Much had changed in the sheepdogs. Trial and competition have become very popular in Europe and America.
Local, national and international custom
Social media was a new thing on the scene now. People all over the world could easily see what our dogs were doing on video.
This meant that the market for selling puppies and dogs had really grown during my absence.
Nowadays, when I have a puppy or a young dog for sale, it can end up going anywhere.
I like to sell locally, but at the same time I often send puppies to Europe or America.
Therefore, it is just as likely that a puppy could go to California or Poland as quickly as Wexford or Kerry!
Every now and then I do a sheepdog demonstration for an event.

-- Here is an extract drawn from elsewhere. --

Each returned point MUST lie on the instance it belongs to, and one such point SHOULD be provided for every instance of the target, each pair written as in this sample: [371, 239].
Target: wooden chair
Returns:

It is very interesting for people in a corporate environment to see how our dogs interact and make the sheep work through the master.
People often ask me where they would buy a good puppy for cattle. It doesn’t matter if a puppy is meant for sheep or cattle, even with the best of breeding, there is never any guarantee that a new puppy will make a good dog.
I just tell people what I would say to myself. Just try to buy a registered puppy and find out from a few more knowledgeable people about the breeding background.
In my opinion, that’s about all that anyone can do to at least move in the right direction to get the result they need. “
For the past two years, I have offered a bespoke demo or customer experience where I take guests with me up the mountain when I go watch my sheep.
It’s a once in a lifetime experience, but the guests should be reasonably fit!
National Shepherd Dog Trial
Every year we have a national sheepdog competition and an international competition.
Of course, 2020 has been an exception due to the pandemic. The international has operated since its creation in 1906, with the exception of the war years.
The national trial in Ireland switches between the north and the south of the country every other year.
The International consists of teams from Ireland, England, Scotland and Wales.
It is held in each country on a four-year cycle. In 2023, the international will be back in Ireland, and our pitch here in Wicklow has been chosen as the venue.
We are very happy to welcome such a prestigious event in the Shepherd Dog calendar.